Lots of issues here just ignored by the article and the movie. From my perspective as a person who's 25+ year career has been in the institutional investment mgmt:

- stupid institutional investors were happily buying up as much structured product as Wall St. could generate even as spreads they would earn for owning this stuff over plain vanilla alternatives successively compressed to silly low levels;

- stupid banks like Citi and AIG sold as much CDS as they could even as they pushed premiums down on CDS to silly low levels in 2005/2006 (meaning they were increasingly selling insurance on bonds and getting paid terribly little for such);

- stupid homeowners increasingly became ridiculous in thinking that everyone could be a real estate magnate;

- leverage in the system was huge by 2008 -- many proprietary trading desks and big hedge funds owned structured product on a highly levered basis (borrowing in the repo market to finance their owning far more than was their capital)

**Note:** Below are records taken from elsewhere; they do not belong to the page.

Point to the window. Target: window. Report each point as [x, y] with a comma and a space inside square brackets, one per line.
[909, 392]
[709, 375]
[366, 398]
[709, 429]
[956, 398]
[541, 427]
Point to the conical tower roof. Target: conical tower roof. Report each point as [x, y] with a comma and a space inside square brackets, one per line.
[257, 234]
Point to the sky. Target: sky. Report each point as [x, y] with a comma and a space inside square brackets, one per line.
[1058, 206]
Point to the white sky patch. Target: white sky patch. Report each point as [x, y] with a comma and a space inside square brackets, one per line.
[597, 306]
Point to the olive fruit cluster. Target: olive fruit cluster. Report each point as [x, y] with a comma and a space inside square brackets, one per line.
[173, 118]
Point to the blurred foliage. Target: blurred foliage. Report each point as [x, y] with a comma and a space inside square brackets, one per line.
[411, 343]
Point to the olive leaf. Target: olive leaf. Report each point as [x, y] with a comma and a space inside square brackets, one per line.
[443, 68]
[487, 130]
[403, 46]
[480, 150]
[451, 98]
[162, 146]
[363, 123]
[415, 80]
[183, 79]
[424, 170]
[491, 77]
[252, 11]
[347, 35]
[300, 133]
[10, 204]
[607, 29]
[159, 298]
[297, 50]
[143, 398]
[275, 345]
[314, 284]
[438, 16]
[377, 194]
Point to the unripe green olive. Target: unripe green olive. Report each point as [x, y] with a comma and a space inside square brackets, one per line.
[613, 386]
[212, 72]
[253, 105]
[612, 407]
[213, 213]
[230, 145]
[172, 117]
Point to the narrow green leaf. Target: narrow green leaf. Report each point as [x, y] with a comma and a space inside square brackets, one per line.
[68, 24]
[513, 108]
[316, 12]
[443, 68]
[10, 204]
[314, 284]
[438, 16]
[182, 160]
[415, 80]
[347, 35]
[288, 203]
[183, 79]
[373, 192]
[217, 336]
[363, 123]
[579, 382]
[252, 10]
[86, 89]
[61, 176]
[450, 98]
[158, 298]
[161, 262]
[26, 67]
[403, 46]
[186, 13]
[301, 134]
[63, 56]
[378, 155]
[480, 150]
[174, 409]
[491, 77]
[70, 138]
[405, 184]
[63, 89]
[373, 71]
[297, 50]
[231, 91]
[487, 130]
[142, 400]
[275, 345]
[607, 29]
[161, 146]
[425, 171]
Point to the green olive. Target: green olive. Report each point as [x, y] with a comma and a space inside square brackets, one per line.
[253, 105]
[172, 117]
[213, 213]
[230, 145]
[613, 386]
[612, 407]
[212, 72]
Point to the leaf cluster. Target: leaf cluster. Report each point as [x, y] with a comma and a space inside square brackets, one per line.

- when things started to go sideways in latter 2008 and risk managers took control of the investment banks, leverage was cut very suddenly and repo markets stopped functioning due to concerns of repo lenders over collateral. This led to all leveraged investors (i.e., prop desks and hedge funds) suddenly having to dump their positions of structured product on to the market or see their capital wiped out to zero.

- when levered investors dumped positions on the market, there were no natural buyers, which caused MASSIVE price destructure

- credit worthiness of subprime, Alt-A, etc. loans were certainly overestimated by ratings agencies and stupid investors (as was the possibility that they all become bad credits at the same time), the price destruction in much of the structured space was vastly over done. Proof of this is that eventual default rates were no where near what they were implied by prices in early 2009. Further, opportunistic investment strategies that sprung up in order to buy some of this stuff at huge discounts to part tended to be HUGE homeruns.

- I buy the market monitarists' argument that the Fed made things FAR worse by still being worried about non-existant inflation even as markets were melting down. By letting nominal GDP go negative the Fed made the situation far, far worse than it would have been had they been resolved to prevent this. A world with negative nominal GDP growth, is a real killer for financials and any other levered entities.

William R. Cumming

Realtors also not exempt from blame.


Hank P,

There were a lot of bad actors, and a lot of people got burned. I watched the crisis from the corporate side. No one cares, but ordinary companies got hurt by this too.


CDOs and CDS's are both "derivatives." Neither is regulated. The income from a CDO is taxable. The issuer, however, is usually offshore (in a mailbox somewhere), so they don't pay taxes from selling them. I don't know much about the tax structure of CDS's. I'm not as familiar with them.

Richard Sale

I thank you for this. I was simply attempting a brief review of Lewis' book. I am still gathering data.

But this helps me to understand more.

Richard Sale


Cart, horse. Advocacy vs Analysis. Beating the messenger.

It was very clear at the time to anyone listening to McCulley (and Krugmans coverage of it) that he was describing what Greenspan was doing.

You really believe they were advocating a bubble and calling it a bubble? When they called the dot-com a bubble, they were advocating it?